We can’t just sit on our reputation for being a trusted leader, either. That would mean falling into “mail it in” thinking in which we slack off with, “Ah, they trust me, they believe me, so I can get by with a little less preparation.”
The more we lead, the better we need to prepare for every meeting with every detail in place. That’s a philosophy direct from the military.
2. Cultivate accountability
It’s a very powerful experience as a young 18-, 19-, or 20-year-old military recruit to be assigned a responsibility then be held accountable for seeing it through. If it doesn’t get done or you screw up, there’s no room for blame or accusation. You learn from it and move forward.
This lesson is so important because when we take accountability for a mistake, we don’t make that mistake again, whereas if we point the finger or blame, we very easily repeat it.
Cultivating this kind of accountability creates an immense degree of trust and unity across a real estate organization. When each person, leaders included, is held directly responsible for their own role, we can all rely on each other to keep it all working.
3. Balance tactical and strategic skills
The military expects its leaders to function both operationally and strategically. You must be able to quickly mobilize your team or go after those high priority things that pop up.
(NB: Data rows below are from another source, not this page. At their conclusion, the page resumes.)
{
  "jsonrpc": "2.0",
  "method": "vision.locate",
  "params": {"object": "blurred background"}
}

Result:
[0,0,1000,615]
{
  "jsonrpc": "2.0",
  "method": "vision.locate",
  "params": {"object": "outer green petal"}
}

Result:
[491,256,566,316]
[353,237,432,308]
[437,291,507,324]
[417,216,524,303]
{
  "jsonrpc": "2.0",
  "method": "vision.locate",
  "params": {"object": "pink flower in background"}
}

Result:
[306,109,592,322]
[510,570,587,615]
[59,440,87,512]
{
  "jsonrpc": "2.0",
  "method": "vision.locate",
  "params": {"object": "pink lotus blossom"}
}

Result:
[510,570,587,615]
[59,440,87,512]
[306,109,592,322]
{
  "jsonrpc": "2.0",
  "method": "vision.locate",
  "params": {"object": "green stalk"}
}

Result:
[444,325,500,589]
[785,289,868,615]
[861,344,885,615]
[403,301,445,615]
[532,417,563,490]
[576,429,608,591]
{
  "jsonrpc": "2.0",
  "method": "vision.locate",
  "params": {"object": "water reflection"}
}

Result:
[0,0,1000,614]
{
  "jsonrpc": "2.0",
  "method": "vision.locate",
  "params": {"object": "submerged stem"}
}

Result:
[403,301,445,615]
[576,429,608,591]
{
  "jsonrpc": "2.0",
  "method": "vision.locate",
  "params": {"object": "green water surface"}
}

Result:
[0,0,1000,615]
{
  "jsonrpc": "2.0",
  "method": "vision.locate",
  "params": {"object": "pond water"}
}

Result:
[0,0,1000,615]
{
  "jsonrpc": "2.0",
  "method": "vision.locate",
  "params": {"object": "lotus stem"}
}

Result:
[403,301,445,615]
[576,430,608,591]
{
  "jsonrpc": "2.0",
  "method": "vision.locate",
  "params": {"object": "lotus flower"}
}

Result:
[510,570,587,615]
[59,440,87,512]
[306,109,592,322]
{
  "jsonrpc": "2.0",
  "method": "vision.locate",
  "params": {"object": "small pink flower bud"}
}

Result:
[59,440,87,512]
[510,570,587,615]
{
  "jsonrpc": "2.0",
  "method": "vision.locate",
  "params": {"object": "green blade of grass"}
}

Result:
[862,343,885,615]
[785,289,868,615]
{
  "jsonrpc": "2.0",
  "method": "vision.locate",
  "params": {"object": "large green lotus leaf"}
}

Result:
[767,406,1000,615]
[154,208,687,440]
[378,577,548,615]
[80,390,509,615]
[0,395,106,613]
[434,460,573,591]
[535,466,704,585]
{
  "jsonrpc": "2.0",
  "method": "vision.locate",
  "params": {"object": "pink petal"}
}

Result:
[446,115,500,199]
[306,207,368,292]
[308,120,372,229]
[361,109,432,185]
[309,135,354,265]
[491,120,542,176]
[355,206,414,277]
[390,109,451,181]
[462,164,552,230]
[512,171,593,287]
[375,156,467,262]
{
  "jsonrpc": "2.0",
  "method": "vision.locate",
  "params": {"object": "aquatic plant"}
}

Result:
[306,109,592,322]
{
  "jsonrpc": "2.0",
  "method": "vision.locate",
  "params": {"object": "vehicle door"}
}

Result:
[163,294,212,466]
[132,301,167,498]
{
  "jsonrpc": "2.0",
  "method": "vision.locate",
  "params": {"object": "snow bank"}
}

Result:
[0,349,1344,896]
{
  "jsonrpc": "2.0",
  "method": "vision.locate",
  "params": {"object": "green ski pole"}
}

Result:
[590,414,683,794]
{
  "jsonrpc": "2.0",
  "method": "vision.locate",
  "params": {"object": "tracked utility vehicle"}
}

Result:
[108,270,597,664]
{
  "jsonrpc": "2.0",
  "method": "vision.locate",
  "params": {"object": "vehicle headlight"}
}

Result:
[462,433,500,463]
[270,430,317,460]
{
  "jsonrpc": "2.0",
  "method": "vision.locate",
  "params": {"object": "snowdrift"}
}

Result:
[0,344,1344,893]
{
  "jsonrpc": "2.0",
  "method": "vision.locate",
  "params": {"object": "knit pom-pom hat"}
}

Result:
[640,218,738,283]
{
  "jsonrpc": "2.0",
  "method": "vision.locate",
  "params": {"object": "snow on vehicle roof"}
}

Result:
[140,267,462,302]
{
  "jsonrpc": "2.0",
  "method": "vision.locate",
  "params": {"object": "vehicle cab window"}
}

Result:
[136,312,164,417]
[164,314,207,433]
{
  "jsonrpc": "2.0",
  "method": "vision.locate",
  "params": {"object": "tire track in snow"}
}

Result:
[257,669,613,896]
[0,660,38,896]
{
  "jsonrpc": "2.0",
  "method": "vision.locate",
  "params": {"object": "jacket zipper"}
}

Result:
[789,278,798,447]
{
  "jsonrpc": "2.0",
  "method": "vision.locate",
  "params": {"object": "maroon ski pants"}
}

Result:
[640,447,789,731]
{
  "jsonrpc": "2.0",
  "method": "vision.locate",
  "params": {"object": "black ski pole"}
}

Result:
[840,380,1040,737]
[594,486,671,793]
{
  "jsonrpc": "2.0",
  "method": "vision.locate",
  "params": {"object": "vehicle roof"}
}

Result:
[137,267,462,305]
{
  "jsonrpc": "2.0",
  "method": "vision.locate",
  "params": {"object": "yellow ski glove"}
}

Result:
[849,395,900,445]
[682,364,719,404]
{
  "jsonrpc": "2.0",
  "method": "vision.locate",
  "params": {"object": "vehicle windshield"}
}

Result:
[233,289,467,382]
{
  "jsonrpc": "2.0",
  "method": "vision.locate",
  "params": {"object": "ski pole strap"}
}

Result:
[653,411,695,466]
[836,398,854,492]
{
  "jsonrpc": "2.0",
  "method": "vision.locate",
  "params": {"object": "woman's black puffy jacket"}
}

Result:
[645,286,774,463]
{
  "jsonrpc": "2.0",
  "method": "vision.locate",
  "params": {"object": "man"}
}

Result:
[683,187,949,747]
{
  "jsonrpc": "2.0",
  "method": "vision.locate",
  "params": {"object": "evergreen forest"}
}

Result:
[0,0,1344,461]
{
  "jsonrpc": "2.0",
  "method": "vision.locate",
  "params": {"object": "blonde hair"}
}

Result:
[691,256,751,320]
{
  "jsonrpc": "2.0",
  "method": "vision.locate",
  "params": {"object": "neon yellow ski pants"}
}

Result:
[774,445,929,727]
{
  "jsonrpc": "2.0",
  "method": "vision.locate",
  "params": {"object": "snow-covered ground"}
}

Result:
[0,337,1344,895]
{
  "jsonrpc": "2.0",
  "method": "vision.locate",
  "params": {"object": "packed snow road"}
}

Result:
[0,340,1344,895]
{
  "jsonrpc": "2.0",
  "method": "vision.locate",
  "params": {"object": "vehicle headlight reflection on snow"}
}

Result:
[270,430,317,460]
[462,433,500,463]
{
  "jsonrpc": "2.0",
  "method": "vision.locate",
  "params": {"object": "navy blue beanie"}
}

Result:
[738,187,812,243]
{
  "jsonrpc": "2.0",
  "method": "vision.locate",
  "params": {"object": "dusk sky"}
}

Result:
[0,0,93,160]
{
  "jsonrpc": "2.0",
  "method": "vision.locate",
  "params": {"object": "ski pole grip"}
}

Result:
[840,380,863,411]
But you must also snap back fast and drive strategy at a 5-, 10-year level.
Such bi-level thinking is especially important in larger CRE organizations. Today we might be making strategic plans for the future, about where we want to move this portfolio and how to get it there. But tomorrow, if there’s a problem with a flood in a cafeteria, or a chiller pump goes bad, we have to go into operational mode very quickly to solve those problems.
Exposing everyone to this balancing act is key to training others for leadership. We encourage the folks who are fantastic at being tactical and operational to also draw into the strategic perspective. And we bring those who are strong on strategy into the tactical fold to understand and acquire that aspect.
4. Emphasize clarity
You learn early in the military that absolute clarity sets everyone up for success. There are very specific tasks teams need to do, and very specific ways they need to be done. You make sure each person understands their role, and you train them in how to do it, so they can carry it out safely and surely under pressure.
This is not necessarily the clarity of prescriptive, clear-cut operations. Rather, it is clarity that defines “This is why we’re here, and this is what we do. This is the direction we’re going and what we need to keep doing, no matter what.”
No matter what happens around CRE, for example, development managers need to continue to build. Operations need to continue to run the campus. The facilities team needs to keep the lights on and the heat on and keep our places clean and safe.
If we lose sight of what we do because we think it’s something else, or we get distracted by the stresses of external forces, then we don’t do the basics, and nothing happens.
Leadership times ten
Obviously the military and corporate worlds differ a lot in their environment and purpose. But good leadership is good leadership no matter where it happens, and many skills are transferrable between these enterprises.
Moreover, creating new leaders by using the same proven methods is ten times more powerful than our just being good leaders ourselves.
That’s because, at the end of the day, our real estate organizations have dozens of good leaders who can work together with trust and cooperation to keep our enterprises on track long after we are gone.